Yes – the LAC was certainly correct. This is a timely and very welcome reminder of how far we’ve strayed from the basic concepts of the LRA – and of how we need to radically rejig the way disciplinary enquiries should be conducted in the workplace.
Way back in 2008, the Labour Court attempted the re-enforce the original thinking of the LRA – that internal disciplinary enquiries should be conducted with the minimum of formality provided they comply with the principles of natural justice. They should not be conducted as if they are criminal trials in the high court with lawyers taking complicated and obstructive technical procedural points.
Despite this laudable attempt, disciplinary enquiries in the workplace have increasingly morphed into looking and being run like criminal trials.

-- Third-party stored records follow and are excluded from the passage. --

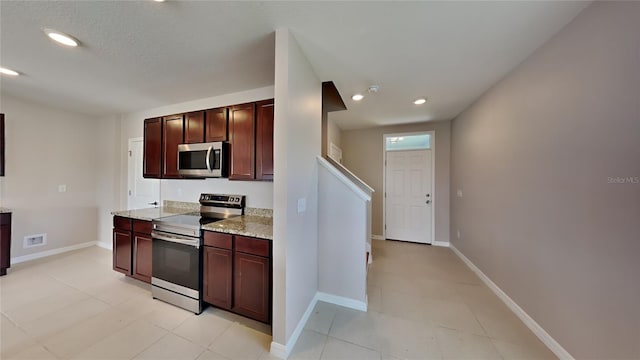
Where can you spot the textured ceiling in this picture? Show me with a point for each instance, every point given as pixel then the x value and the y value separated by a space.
pixel 137 55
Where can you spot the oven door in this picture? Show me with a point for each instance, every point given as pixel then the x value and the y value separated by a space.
pixel 201 160
pixel 176 263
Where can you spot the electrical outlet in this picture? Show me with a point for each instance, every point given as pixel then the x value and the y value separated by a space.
pixel 302 205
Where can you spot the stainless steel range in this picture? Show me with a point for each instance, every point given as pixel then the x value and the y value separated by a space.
pixel 177 256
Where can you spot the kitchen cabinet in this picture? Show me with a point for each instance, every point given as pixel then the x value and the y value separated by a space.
pixel 122 244
pixel 194 126
pixel 216 124
pixel 152 163
pixel 1 144
pixel 251 286
pixel 242 142
pixel 237 274
pixel 142 250
pixel 172 136
pixel 264 140
pixel 5 243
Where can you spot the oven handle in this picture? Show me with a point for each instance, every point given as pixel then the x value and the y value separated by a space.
pixel 209 158
pixel 176 239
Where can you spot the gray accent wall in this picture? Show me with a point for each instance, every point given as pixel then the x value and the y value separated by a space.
pixel 548 162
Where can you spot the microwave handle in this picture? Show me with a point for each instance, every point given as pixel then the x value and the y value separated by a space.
pixel 209 158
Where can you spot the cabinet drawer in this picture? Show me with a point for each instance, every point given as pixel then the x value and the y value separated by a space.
pixel 252 246
pixel 142 226
pixel 123 223
pixel 219 240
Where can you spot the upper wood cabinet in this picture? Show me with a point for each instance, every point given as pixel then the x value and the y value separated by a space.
pixel 152 163
pixel 242 142
pixel 216 124
pixel 194 127
pixel 264 140
pixel 172 136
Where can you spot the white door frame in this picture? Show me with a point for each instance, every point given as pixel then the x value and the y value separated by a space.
pixel 432 140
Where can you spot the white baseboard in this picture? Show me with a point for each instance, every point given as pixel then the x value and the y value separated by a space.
pixel 282 351
pixel 544 336
pixel 38 255
pixel 108 246
pixel 343 301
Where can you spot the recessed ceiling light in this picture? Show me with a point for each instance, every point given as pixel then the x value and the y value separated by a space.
pixel 8 72
pixel 61 37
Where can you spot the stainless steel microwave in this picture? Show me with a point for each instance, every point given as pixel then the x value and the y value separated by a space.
pixel 203 160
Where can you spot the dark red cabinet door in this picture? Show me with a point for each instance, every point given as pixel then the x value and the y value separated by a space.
pixel 264 140
pixel 242 142
pixel 172 136
pixel 251 286
pixel 122 251
pixel 152 167
pixel 194 127
pixel 216 124
pixel 142 251
pixel 217 279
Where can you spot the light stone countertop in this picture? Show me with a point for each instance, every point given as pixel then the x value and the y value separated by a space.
pixel 246 225
pixel 253 225
pixel 151 213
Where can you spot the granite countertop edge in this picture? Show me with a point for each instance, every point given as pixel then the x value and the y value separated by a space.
pixel 246 225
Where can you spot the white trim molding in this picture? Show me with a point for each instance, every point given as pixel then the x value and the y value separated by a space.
pixel 544 336
pixel 343 301
pixel 282 351
pixel 38 255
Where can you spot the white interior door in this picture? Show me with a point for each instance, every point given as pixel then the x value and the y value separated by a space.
pixel 409 197
pixel 142 193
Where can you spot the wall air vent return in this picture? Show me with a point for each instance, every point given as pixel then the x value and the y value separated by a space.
pixel 35 240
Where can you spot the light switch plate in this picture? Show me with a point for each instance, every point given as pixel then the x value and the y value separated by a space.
pixel 302 205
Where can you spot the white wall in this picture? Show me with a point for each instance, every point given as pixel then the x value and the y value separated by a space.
pixel 108 176
pixel 259 194
pixel 47 147
pixel 342 238
pixel 297 142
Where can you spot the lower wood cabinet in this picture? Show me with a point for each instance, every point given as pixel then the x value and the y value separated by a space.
pixel 252 289
pixel 237 274
pixel 5 243
pixel 132 247
pixel 217 279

The employee has become the “accused”. The company representative has become the “prosecutor”. The alleged acts of misconduct have become the “charges”. And the findings have become the “verdict”.
It’s not surprising that the criminal form of enquiries has led to assessing evidence and deciding outcomes based on narrow interpretations of the charges as happens in criminal trials. This strict application of criminal law has produced “not guilty” outcomes because the employer failed to prove one or more the elements of a charge.

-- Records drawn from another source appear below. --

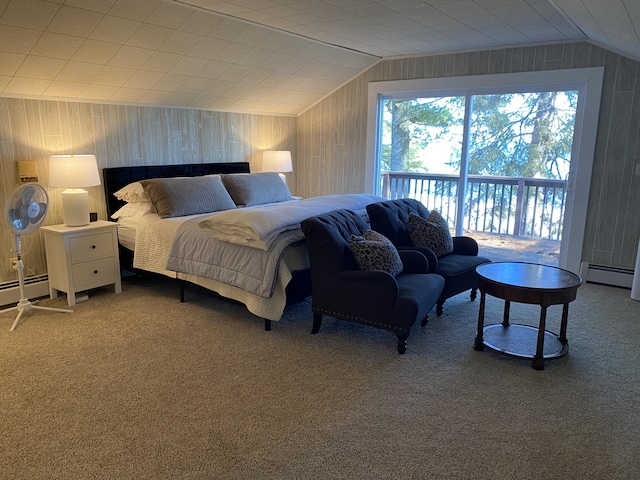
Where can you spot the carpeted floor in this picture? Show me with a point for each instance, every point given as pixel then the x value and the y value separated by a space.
pixel 140 386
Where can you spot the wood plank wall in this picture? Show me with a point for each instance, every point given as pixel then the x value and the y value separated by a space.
pixel 332 134
pixel 121 135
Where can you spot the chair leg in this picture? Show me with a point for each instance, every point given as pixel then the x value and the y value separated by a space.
pixel 317 322
pixel 474 294
pixel 402 343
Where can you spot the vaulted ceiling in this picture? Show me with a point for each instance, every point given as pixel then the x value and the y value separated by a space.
pixel 266 56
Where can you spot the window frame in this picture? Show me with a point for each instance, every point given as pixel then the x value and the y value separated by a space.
pixel 587 81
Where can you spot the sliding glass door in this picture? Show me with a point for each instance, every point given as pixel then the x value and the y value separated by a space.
pixel 501 158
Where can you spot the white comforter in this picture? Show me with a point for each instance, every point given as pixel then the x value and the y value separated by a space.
pixel 258 227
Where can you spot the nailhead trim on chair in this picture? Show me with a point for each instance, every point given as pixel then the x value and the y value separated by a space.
pixel 361 320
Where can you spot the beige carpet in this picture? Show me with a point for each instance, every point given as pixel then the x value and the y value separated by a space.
pixel 140 386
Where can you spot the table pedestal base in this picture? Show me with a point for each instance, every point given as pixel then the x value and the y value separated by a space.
pixel 520 341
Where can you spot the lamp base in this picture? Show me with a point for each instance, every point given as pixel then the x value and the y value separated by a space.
pixel 75 207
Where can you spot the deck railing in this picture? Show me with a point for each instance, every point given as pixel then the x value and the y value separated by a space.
pixel 530 207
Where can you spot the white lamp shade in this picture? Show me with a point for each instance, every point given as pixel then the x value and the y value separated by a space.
pixel 73 171
pixel 276 161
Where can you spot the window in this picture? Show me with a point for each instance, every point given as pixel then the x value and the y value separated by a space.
pixel 460 135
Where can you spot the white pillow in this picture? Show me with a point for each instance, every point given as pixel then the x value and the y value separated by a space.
pixel 132 193
pixel 134 210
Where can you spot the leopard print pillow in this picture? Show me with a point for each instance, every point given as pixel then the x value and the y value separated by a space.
pixel 374 251
pixel 431 232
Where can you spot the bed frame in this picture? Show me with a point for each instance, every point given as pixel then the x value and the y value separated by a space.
pixel 117 177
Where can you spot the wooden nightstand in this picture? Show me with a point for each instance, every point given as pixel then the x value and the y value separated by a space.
pixel 81 258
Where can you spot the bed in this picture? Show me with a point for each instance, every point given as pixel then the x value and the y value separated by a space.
pixel 264 271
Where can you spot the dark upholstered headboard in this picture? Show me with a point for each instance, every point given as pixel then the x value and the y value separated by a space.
pixel 115 178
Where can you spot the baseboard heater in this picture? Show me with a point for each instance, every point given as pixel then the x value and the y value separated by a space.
pixel 34 287
pixel 614 276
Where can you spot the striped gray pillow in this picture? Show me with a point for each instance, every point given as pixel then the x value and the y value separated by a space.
pixel 256 188
pixel 175 197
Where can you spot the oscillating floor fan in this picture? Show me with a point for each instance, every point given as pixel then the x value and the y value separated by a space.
pixel 26 210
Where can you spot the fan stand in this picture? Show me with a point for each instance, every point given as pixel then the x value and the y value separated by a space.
pixel 24 304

The LAC made the following refreshing and instructive observations in the EOH case –
“However, by the same token, courts and arbitrators must not adopt too formalistic or technical an approach. It normally will be sufficient if the employee has adequate notice and information to ascertain what act of misconduct he is alleged to have committed. The categorisation by the employer of the alleged misconduct is of less importance.
The principle in such cases is that provided a workplace standard has been contravened, which the employee knew (or reasonably should have known) could form the basis for discipline, and no significant prejudice flowed from the incorrect characterisation, an appropriate disciplinary sanction may be imposed. It will be enough if the employee is informed that the disciplinary enquiry arose out of the fact that on a certain date, time and place he is alleged to have acted wrongfully or in breach of applicable rules or standards.”
The return to simplicity will only work if the parties are “brave” enough to wean themselves off the strict formality habit. And the CCMA and Labour Court will need to encourage and support the shift to a less legalistic approach.